Description Vincent Liard 2010-01-29 03:40:00 MST
Hello,

I have installed torque 2.5.0 on a small cluster
- head ubuntu (kernel 2.6.31-17-generic)
- nodes debian (kernel 2.6.32-trunk-686)
and I have successfully submitted some very simple test jobs.

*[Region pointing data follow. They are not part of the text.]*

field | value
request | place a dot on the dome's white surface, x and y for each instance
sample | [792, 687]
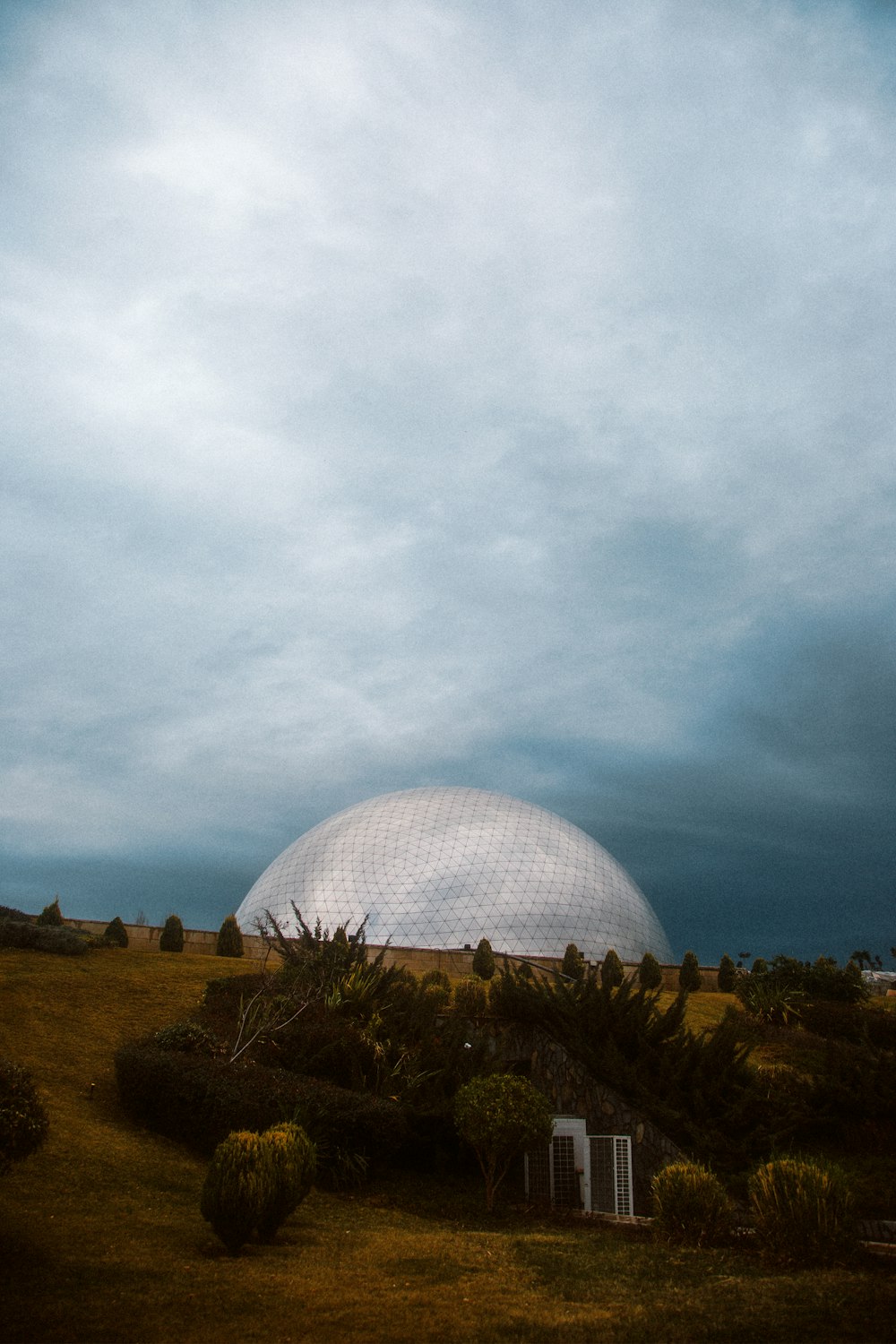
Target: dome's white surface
[446, 867]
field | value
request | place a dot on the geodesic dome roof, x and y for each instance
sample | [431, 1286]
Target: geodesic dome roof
[445, 867]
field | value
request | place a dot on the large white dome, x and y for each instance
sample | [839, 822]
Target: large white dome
[445, 867]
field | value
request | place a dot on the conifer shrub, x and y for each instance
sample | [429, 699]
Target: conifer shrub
[239, 1187]
[802, 1211]
[611, 972]
[689, 1204]
[16, 916]
[689, 978]
[116, 933]
[172, 935]
[727, 976]
[51, 916]
[293, 1160]
[470, 997]
[649, 972]
[484, 960]
[23, 1121]
[230, 938]
[573, 962]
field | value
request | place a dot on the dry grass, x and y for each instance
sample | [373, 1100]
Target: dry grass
[101, 1236]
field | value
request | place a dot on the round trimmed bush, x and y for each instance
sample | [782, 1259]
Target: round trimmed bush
[689, 1204]
[293, 1160]
[802, 1211]
[239, 1185]
[51, 914]
[23, 1121]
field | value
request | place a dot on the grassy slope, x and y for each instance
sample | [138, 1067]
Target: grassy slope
[101, 1236]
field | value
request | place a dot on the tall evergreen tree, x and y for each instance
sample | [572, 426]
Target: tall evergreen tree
[230, 940]
[611, 972]
[689, 978]
[484, 960]
[649, 972]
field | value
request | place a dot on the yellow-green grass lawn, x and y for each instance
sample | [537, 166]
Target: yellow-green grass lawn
[101, 1236]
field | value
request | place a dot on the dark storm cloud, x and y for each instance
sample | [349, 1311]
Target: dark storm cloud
[444, 392]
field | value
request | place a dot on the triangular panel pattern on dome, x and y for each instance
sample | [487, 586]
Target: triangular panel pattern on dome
[445, 867]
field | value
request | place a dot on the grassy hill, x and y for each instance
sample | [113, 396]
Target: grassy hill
[101, 1236]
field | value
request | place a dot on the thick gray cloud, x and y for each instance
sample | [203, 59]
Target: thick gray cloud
[446, 392]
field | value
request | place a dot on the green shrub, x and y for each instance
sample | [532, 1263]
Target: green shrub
[501, 1117]
[199, 1099]
[802, 1211]
[611, 972]
[230, 940]
[484, 960]
[573, 962]
[767, 1000]
[116, 933]
[293, 1161]
[470, 997]
[190, 1038]
[689, 978]
[23, 1121]
[239, 1185]
[689, 1204]
[172, 935]
[51, 914]
[649, 972]
[61, 943]
[872, 1023]
[727, 978]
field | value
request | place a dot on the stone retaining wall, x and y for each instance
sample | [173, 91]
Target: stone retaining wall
[573, 1091]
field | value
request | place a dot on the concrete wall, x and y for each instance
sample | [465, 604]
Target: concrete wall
[454, 961]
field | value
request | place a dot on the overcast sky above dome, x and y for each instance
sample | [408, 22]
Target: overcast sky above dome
[452, 392]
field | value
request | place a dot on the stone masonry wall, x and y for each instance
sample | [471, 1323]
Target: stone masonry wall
[573, 1091]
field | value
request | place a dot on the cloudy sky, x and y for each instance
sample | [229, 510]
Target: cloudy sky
[452, 392]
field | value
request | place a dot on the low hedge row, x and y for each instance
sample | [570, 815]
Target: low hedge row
[64, 943]
[201, 1099]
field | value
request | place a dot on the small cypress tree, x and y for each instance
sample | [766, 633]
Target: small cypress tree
[689, 978]
[116, 933]
[649, 972]
[172, 935]
[727, 978]
[573, 962]
[293, 1163]
[611, 972]
[470, 997]
[484, 960]
[51, 914]
[230, 940]
[239, 1185]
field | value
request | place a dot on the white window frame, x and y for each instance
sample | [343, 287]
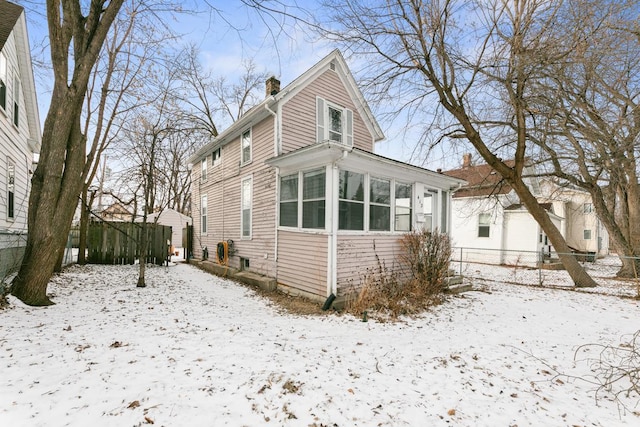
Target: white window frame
[297, 199]
[203, 169]
[346, 202]
[429, 205]
[216, 157]
[246, 203]
[486, 224]
[323, 120]
[3, 81]
[395, 206]
[378, 204]
[248, 132]
[16, 99]
[203, 214]
[11, 189]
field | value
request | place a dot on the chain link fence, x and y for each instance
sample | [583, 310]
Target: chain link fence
[541, 269]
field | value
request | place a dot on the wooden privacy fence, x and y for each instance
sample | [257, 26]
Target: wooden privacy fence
[119, 242]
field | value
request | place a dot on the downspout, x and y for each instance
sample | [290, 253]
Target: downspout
[276, 204]
[332, 285]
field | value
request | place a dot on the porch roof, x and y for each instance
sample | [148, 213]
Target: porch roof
[358, 160]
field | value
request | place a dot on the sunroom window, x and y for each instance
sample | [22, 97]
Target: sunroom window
[313, 199]
[351, 206]
[379, 204]
[403, 207]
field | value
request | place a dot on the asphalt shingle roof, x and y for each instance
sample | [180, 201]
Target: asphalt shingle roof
[482, 180]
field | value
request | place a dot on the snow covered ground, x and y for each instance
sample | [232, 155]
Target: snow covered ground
[192, 349]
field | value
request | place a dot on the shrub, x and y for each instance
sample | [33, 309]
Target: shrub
[416, 282]
[426, 255]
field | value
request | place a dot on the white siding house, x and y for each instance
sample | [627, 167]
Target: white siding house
[488, 222]
[20, 134]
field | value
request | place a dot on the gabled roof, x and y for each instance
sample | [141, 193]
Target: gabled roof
[9, 14]
[12, 19]
[265, 108]
[483, 181]
[519, 206]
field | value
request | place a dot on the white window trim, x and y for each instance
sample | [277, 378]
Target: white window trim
[367, 214]
[4, 78]
[298, 201]
[204, 216]
[322, 122]
[15, 101]
[11, 188]
[488, 214]
[203, 169]
[216, 162]
[242, 183]
[242, 161]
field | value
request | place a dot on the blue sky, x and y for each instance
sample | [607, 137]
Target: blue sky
[227, 37]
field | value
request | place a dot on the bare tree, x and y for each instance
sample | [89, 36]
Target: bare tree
[211, 102]
[76, 36]
[477, 61]
[115, 88]
[589, 104]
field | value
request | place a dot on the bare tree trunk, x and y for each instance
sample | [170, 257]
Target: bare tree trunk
[144, 243]
[59, 176]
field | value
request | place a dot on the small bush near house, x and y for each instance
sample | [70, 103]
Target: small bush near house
[415, 284]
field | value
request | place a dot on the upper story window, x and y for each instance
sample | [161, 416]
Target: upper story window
[246, 147]
[216, 157]
[333, 123]
[351, 205]
[484, 225]
[203, 168]
[16, 100]
[11, 182]
[203, 214]
[403, 207]
[3, 82]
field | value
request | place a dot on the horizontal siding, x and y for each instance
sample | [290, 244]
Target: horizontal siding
[223, 196]
[14, 146]
[360, 255]
[299, 114]
[302, 261]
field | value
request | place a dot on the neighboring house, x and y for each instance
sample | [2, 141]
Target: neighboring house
[173, 219]
[487, 216]
[116, 212]
[20, 134]
[581, 226]
[294, 183]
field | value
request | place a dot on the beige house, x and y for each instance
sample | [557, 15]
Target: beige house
[297, 188]
[20, 134]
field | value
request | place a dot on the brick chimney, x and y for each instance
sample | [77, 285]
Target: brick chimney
[273, 86]
[466, 160]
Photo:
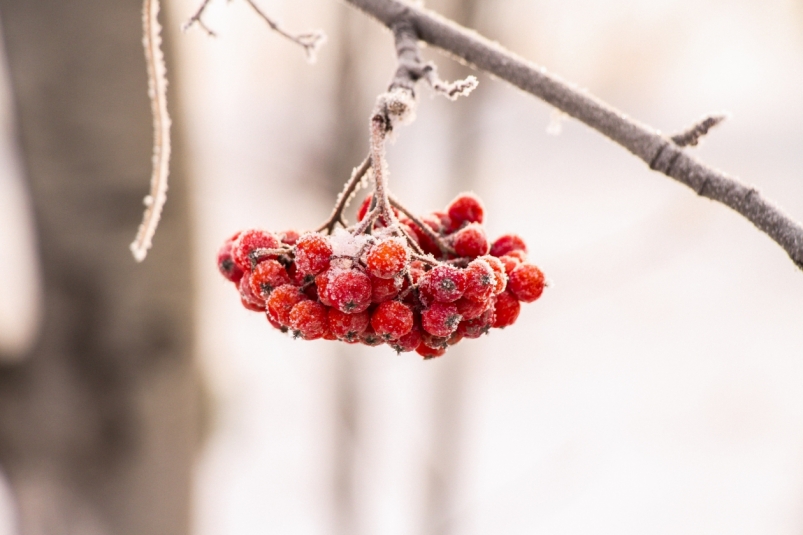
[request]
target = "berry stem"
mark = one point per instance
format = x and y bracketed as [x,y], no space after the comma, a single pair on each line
[345,196]
[442,245]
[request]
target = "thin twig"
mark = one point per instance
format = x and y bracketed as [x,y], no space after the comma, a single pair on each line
[434,236]
[692,136]
[310,41]
[345,197]
[157,90]
[196,19]
[658,151]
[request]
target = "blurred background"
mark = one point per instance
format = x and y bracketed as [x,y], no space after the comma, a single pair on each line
[657,386]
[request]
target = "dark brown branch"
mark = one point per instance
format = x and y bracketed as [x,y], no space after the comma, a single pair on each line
[692,136]
[345,196]
[658,151]
[311,42]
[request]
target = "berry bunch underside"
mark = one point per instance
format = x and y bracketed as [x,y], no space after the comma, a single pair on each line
[414,283]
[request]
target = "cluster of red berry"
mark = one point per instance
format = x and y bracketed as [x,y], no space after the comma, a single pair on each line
[413,288]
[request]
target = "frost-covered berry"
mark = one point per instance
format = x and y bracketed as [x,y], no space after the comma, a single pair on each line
[506,310]
[474,328]
[308,320]
[247,242]
[526,282]
[313,252]
[387,258]
[348,289]
[499,272]
[506,244]
[428,352]
[480,281]
[225,262]
[348,327]
[281,302]
[385,289]
[251,301]
[440,319]
[470,241]
[469,309]
[443,283]
[392,319]
[465,208]
[370,338]
[408,342]
[267,276]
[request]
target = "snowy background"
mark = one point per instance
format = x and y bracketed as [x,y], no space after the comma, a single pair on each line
[656,387]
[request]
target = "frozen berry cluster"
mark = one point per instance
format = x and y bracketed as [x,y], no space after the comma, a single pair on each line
[413,288]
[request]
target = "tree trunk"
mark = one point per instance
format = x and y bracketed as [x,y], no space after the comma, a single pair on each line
[98,424]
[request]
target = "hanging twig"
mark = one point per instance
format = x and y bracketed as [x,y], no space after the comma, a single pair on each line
[157,90]
[658,151]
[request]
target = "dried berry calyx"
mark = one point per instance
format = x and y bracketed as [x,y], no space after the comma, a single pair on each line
[418,284]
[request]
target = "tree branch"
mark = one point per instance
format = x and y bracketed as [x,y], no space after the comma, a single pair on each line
[656,150]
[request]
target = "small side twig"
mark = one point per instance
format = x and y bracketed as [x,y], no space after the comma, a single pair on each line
[345,197]
[310,41]
[196,19]
[442,245]
[157,91]
[692,136]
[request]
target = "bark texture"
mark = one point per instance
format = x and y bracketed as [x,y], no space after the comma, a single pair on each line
[98,425]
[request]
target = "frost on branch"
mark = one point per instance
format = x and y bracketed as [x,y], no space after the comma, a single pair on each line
[157,91]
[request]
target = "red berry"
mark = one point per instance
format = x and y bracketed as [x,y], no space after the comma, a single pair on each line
[308,320]
[480,281]
[385,289]
[470,241]
[348,289]
[507,309]
[225,262]
[440,319]
[392,319]
[313,252]
[370,338]
[275,324]
[408,342]
[348,327]
[281,302]
[387,258]
[506,244]
[428,352]
[466,208]
[527,283]
[251,301]
[443,283]
[474,328]
[498,268]
[268,275]
[510,263]
[469,309]
[247,242]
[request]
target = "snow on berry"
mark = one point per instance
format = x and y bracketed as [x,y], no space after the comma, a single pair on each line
[392,320]
[247,242]
[387,258]
[370,284]
[313,253]
[506,244]
[466,208]
[526,282]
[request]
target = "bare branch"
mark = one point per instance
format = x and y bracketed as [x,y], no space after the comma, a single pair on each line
[157,90]
[692,136]
[310,41]
[345,197]
[196,19]
[659,152]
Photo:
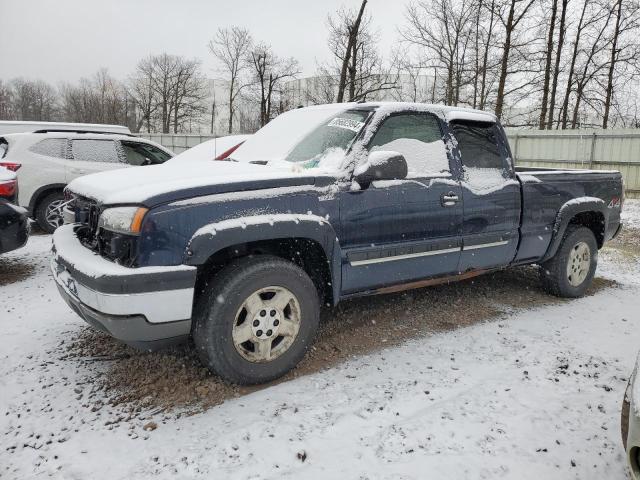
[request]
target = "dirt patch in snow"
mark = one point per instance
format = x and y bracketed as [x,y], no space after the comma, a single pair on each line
[175,381]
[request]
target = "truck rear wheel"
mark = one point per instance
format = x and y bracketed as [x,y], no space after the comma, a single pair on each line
[255,320]
[570,272]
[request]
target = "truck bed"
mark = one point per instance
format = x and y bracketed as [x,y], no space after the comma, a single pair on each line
[546,190]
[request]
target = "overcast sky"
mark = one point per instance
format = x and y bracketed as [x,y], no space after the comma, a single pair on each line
[62,40]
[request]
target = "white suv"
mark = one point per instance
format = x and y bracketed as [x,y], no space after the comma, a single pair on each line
[47,161]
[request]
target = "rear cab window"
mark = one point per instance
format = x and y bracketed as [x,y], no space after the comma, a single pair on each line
[418,137]
[93,150]
[483,155]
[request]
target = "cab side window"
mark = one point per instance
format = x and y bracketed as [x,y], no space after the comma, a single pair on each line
[478,145]
[138,154]
[483,162]
[417,136]
[95,151]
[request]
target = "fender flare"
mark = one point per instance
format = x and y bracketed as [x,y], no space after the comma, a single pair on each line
[214,237]
[567,212]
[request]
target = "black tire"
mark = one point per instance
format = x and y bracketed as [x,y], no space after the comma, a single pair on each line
[218,305]
[553,272]
[42,210]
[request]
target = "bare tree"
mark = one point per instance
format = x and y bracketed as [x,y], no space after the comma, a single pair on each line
[444,29]
[230,47]
[269,73]
[547,66]
[593,64]
[625,51]
[357,66]
[556,69]
[143,94]
[346,26]
[5,102]
[33,99]
[517,10]
[587,19]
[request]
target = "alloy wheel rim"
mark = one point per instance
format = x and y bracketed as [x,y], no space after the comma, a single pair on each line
[579,264]
[266,324]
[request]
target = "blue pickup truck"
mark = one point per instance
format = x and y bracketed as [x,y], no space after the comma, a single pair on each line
[322,204]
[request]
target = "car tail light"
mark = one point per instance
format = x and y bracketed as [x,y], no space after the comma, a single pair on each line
[225,154]
[9,188]
[14,167]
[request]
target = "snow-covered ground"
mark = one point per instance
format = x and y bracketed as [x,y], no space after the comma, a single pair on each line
[529,394]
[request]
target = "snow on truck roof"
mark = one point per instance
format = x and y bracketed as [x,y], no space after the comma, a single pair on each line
[449,113]
[10,126]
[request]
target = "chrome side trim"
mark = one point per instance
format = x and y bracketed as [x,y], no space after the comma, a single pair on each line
[485,245]
[357,263]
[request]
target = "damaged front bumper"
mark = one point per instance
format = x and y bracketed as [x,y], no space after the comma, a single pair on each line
[146,307]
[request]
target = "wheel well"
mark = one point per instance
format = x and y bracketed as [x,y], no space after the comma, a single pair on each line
[304,252]
[41,194]
[594,221]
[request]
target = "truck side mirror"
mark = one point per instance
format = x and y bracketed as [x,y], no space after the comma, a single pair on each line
[381,165]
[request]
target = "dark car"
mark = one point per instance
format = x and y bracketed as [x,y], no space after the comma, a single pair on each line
[322,204]
[14,222]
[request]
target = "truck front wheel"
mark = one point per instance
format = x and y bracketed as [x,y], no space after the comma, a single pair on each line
[570,272]
[254,321]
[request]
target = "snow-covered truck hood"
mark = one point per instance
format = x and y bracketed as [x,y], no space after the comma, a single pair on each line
[153,185]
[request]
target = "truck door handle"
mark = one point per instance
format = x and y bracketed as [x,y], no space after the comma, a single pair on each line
[449,199]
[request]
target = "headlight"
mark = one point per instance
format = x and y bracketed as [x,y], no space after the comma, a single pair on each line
[126,220]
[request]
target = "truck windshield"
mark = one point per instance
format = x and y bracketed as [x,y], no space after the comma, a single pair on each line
[330,139]
[307,137]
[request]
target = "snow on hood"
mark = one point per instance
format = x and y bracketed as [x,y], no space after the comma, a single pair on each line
[210,149]
[278,137]
[137,184]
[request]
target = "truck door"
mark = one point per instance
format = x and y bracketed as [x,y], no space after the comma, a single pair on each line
[491,196]
[401,231]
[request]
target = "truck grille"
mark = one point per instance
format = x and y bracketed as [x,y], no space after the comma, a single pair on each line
[87,214]
[113,246]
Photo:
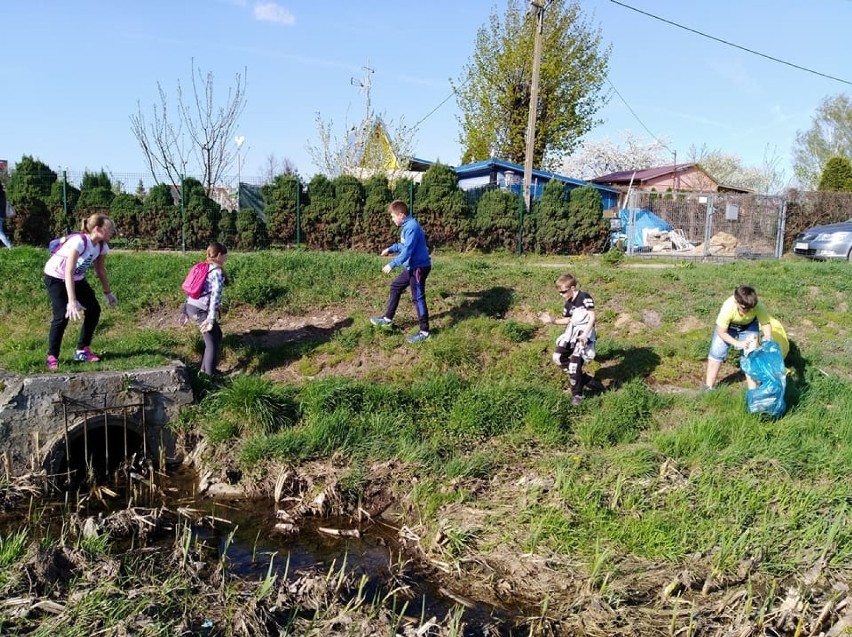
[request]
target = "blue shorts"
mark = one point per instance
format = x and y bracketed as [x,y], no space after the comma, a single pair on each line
[719,348]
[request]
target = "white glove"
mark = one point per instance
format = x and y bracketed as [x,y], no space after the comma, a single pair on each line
[74,311]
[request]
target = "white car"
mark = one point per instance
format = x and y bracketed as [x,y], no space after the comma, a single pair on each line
[833,241]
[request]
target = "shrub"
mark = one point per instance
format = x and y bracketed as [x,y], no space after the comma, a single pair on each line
[497,220]
[586,226]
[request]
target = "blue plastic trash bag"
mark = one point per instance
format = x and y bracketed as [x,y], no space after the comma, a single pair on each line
[766,366]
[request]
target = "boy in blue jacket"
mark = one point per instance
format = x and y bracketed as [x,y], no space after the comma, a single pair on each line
[413,255]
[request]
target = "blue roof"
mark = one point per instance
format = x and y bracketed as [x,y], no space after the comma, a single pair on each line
[484,167]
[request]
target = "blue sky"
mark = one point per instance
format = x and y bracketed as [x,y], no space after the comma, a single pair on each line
[73,71]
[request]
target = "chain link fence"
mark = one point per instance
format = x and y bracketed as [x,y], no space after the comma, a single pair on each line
[704,224]
[699,225]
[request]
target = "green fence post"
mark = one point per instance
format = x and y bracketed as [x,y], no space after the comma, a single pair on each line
[65,201]
[298,211]
[182,218]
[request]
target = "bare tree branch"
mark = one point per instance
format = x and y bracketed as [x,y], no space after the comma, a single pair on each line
[204,131]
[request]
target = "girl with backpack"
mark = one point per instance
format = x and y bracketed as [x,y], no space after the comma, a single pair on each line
[202,309]
[71,296]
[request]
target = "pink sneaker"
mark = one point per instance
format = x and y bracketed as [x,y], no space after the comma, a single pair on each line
[85,355]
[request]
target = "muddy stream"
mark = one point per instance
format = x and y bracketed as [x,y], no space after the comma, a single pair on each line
[258,540]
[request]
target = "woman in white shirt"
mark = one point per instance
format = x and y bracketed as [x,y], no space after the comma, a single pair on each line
[71,296]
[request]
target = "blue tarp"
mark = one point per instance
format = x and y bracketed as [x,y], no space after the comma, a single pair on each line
[643,219]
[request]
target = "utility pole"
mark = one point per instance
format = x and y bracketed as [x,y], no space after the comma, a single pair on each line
[537,8]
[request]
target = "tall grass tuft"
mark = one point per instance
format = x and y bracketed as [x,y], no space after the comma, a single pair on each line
[619,417]
[249,405]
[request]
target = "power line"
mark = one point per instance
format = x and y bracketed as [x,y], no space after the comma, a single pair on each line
[632,112]
[424,118]
[736,46]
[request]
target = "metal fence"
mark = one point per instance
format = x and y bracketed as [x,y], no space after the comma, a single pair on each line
[707,225]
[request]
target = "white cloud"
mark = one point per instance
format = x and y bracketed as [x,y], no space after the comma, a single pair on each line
[273,12]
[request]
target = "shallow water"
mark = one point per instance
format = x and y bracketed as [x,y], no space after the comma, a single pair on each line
[244,530]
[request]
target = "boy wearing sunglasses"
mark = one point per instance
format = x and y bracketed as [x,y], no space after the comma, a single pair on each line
[577,344]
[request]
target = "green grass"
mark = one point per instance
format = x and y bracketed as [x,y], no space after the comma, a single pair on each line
[650,470]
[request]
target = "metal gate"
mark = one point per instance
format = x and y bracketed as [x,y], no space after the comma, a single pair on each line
[711,224]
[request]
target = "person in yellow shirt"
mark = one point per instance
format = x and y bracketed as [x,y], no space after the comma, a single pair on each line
[740,321]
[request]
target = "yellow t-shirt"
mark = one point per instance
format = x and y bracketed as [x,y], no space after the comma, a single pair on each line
[730,314]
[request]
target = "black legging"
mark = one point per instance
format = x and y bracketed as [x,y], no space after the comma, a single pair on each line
[212,339]
[59,302]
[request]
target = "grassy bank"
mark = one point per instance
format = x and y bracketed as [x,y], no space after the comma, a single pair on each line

However, when I run tracejob, I get the following error:

$ tracejob 18
*** glibc detected *** tracejob: malloc(): memory corruption: 0x093ed0c8 ***
======= Backtrace: =========
/lib/tls/i686/cmov/libc.so.6[0xe74ff1]
/lib/tls/i686/cmov/libc.so.6[0xe77be3]
/lib/tls/i686/cmov/libc.so.6(__libc_malloc+0x58)[0xe79898]
/lib/tls/i686/cmov/libc.so.6(popen+0x21)[0xe67651]
tracejob[0x804906f]
tracejob[0x8049ad6]
/lib/tls/i686/cmov/libc.so.6(__libc_start_main+0xe6)[0xe20b56]
tracejob[0x8048be1]
======= Memory map: ========
0014e000-00174000 r-xp 00000000 08:06 596937    
/usr/local/lib/libtorque.so.2.0.0
00174000-00175000 r--p 00025000 08:06 596937    
/usr/local/lib/libtorque.so.2.0.0
00175000-00176000 rw-p 00026000 08:06 596937    
/usr/local/lib/libtorque.so.2.0.0
00176000-00213000 rw-p 00000000 00:00 0 
002e7000-00303000 r-xp 00000000 08:06 331747     /lib/libgcc_s.so.1
00303000-00304000 r--p 0001b000 08:06 331747     /lib/libgcc_s.so.1
00304000-00305000 rw-p 0001c000 08:06 331747     /lib/libgcc_s.so.1
00699000-006b4000 r-xp 00000000 08:06 328207     /lib/ld-2.10.1.so
006b4000-006b5000 r--p 0001a000 08:06 328207     /lib/ld-2.10.1.so
006b5000-006b6000 rw-p 0001b000 08:06 328207     /lib/ld-2.10.1.so
00bbb000-00bbc000 r-xp 00000000 00:00 0          [vdso]
00e0a000-00f48000 r-xp 00000000 08:06 344674    
/lib/tls/i686/cmov/libc-2.10.1.so
00f48000-00f49000 ---p 0013e000 08:06 344674    
/lib/tls/i686/cmov/libc-2.10.1.so
00f49000-00f4b000 r--p 0013e000 08:06 344674    
/lib/tls/i686/cmov/libc-2.10.1.so
00f4b000-00f4c000 rw-p 00140000 08:06 344674    
/lib/tls/i686/cmov/libc-2.10.1.so
00f4c000-00f4f000 rw-p 00000000 00:00 0 
08048000-0804b000 r-xp 00000000 08:06 564595     /usr/local/bin/tracejob
0804b000-0804c000 r--p 00002000 08:06 564595     /usr/local/bin/tracejob
0804c000-0804d000 rw-p 00003000 08:06 564595     /usr/local/bin/tracejob
093ed000-0940e000 rw-p 00000000 00:00 0          [heap]
b7600000-b7621000 rw-p 00000000 00:00 0 
b7621000-b7700000 ---p 00000000 00:00 0 
b7748000-b774a000 rw-p 00000000 00:00 0 
b7761000-b7763000 rw-p 00000000 00:00 0 
bf861000-bf876000 rw-p 00000000 00:00 0          [stack]

Is it me or tracejob ?
Comment 1 Al Taufer 2010-04-27 11:50:53 MDT
(In reply to comment #0)
I have been unable to get the 2.5.0 version of tracejob to fail on Ubuntu
2.6.28-18-generic and Ubuntu 2.6.31-20-generic.  Are you seeing the failure on
the Ubuntu or Debian machine?
Comment 2 Chris Samuel 2010-05-02 10:10:35 MDT
Vincent, does compiling this with -g give any extra debugging info in the
stacktrace ?

Have you tried running the command under valgrind or gdb (again compiled with
-g) ?
Comment 3 Vincent Liard 2010-05-03 01:17:29 MDT
Hi Chris and Al, sorry for answering late, I wanted to check my reported bug
beforehand but I no-longer have torque 2.5.0 ready. I'll try to rebuild it by
the end of the week to let you know.
Comment 4 Garrick Staples 2010-07-01 14:51:19 MDT
Michael, please look at the current trunk before commenting further.